Class TermVectorsFields

All Implemented Interfaces:

public final class TermVectorsFields extends org.apache.lucene.index.Fields
This class represents the result of a TermVectorsRequest. It works exactly like the Fields class except for one thing: It can return offsets and payloads even if positions are not present. You must call nextPosition() anyway to move the counter although this method only returns -1,, if no positions were returned by the TermVectorsRequest.

The data is stored in two byte arrays (headerRef and termVectors, both BytesRef) that have the following format:

headerRef: Stores offsets per field in the termVectors array and some header information as BytesRef. Format is

  • String : "TV"
  • vint: version (=-1)
  • boolean: hasTermStatistics (are the term statistics stored?)
  • boolean: hasFieldStatitsics (are the field statistics stored?)
  • vint: number of fields
    • String: field name 1
    • vint: offset in termVectors for field 1
    • ...
    • String: field name last field
    • vint: offset in termVectors for last field

termVectors: Stores the actual term vectors as a BytesRef.

Term vectors for each fields are stored in blocks, one for each field. The offsets in headerRef are used to find where the block for a field starts. Each block begins with a

  • vint: number of terms
  • boolean: positions (has it positions stored?)
  • boolean: offsets (has it offsets stored?)
  • boolean: payloads (has it payloads stored?)
If the field statistics were requested (hasFieldStatistics is true, see headerRef), the following numbers are stored:
  • vlong: sum of total term frequencies of the field (sumTotalTermFreq)
  • vlong: sum of document frequencies for each term (sumDocFreq)
  • vint: number of documents in the shard that has an entry for this field (docCount)

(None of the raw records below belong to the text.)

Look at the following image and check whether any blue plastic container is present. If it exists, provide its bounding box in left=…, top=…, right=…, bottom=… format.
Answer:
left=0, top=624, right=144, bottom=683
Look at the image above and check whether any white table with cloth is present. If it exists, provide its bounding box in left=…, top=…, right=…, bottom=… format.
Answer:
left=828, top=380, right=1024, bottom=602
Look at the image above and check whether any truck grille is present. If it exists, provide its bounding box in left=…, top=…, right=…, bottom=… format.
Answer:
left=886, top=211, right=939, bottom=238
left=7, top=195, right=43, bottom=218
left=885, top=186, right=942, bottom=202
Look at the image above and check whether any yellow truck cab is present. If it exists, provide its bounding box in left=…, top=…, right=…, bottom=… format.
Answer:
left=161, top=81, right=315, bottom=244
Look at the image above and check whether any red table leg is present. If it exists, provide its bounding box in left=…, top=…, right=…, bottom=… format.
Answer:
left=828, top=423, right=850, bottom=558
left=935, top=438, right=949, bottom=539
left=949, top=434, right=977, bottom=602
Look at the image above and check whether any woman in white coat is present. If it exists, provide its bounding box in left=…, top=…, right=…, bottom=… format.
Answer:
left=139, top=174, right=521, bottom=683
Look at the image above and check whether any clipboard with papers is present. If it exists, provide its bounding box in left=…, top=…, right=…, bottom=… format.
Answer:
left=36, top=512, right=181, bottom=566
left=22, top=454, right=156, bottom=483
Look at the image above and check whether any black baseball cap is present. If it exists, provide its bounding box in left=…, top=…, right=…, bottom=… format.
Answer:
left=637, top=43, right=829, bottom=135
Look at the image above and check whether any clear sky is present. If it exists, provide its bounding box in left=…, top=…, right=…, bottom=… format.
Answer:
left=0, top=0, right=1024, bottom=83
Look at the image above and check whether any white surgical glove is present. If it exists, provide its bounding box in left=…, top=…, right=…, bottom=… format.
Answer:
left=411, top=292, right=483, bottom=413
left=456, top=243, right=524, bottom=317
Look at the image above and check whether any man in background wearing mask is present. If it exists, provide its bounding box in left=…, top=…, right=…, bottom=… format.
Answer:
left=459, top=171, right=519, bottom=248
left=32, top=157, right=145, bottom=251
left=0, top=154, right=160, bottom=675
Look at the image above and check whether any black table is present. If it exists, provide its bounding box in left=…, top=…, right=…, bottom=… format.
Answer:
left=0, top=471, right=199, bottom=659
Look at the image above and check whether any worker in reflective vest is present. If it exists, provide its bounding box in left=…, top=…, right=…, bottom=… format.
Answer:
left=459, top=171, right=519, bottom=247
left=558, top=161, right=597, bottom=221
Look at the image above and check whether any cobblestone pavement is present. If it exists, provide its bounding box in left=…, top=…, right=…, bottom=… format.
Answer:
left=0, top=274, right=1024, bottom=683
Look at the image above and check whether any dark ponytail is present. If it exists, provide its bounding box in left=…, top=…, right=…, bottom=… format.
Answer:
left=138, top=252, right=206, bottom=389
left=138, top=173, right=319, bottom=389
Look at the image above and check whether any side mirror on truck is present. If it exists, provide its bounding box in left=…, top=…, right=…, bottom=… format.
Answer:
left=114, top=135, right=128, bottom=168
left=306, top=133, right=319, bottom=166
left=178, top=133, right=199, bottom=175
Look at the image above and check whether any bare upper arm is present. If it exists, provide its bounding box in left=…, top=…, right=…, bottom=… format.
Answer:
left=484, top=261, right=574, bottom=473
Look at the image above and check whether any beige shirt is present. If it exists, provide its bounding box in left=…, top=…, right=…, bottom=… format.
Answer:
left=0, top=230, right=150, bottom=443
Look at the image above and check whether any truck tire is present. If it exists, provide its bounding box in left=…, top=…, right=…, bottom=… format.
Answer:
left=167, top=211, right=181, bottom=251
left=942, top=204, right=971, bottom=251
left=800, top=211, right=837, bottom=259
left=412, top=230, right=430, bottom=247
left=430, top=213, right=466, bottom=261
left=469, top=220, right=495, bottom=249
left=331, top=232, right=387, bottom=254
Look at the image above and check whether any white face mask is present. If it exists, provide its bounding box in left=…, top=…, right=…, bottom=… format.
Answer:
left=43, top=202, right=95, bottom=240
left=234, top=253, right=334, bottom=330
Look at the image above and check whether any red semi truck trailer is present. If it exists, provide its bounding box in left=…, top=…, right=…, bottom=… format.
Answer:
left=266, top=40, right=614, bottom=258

After that, for each term it stores

  • vint: term lengths
  • BytesRef: term name

If term statistics are requested (hasTermStatistics is true, see headerRef):

  • vint: document frequency, how often does this term appear in documents?
  • vlong: total term frequency. Sum of terms in this field.
After that
  • vint: frequency (always returned)
    • vint: position_1 (if positions)
    • vint: startOffset_1 (if offset)
    • vint: endOffset_1 (if offset)
    • BytesRef: payload_1 (if payloads)
    • ...
    • vint: endOffset_freqency (if offset)
    • BytesRef: payload_freqency (if payloads)
  • Field Details

    • hasScores

      public final boolean hasScores
  • Constructor Details

    • TermVectorsFields

      public TermVectorsFields(BytesReference headerRef, BytesReference termVectors) throws IOException
      headerRef - Stores offsets per field in the termVectors and some header information as BytesRef.
      termVectors - Stores the actual term vectors as a BytesRef.
  • Method Details

    • iterator

      public Iterator<String> iterator()
      Specified by:
      iterator in interface Iterable<String>
      Specified by:
      iterator in class org.apache.lucene.index.Fields
    • terms

      public org.apache.lucene.index.Terms terms(String field) throws IOException
      Specified by:
      terms in class org.apache.lucene.index.Fields
    • size

      public int size()
      Specified by:
      size in class org.apache.lucene.index.Fields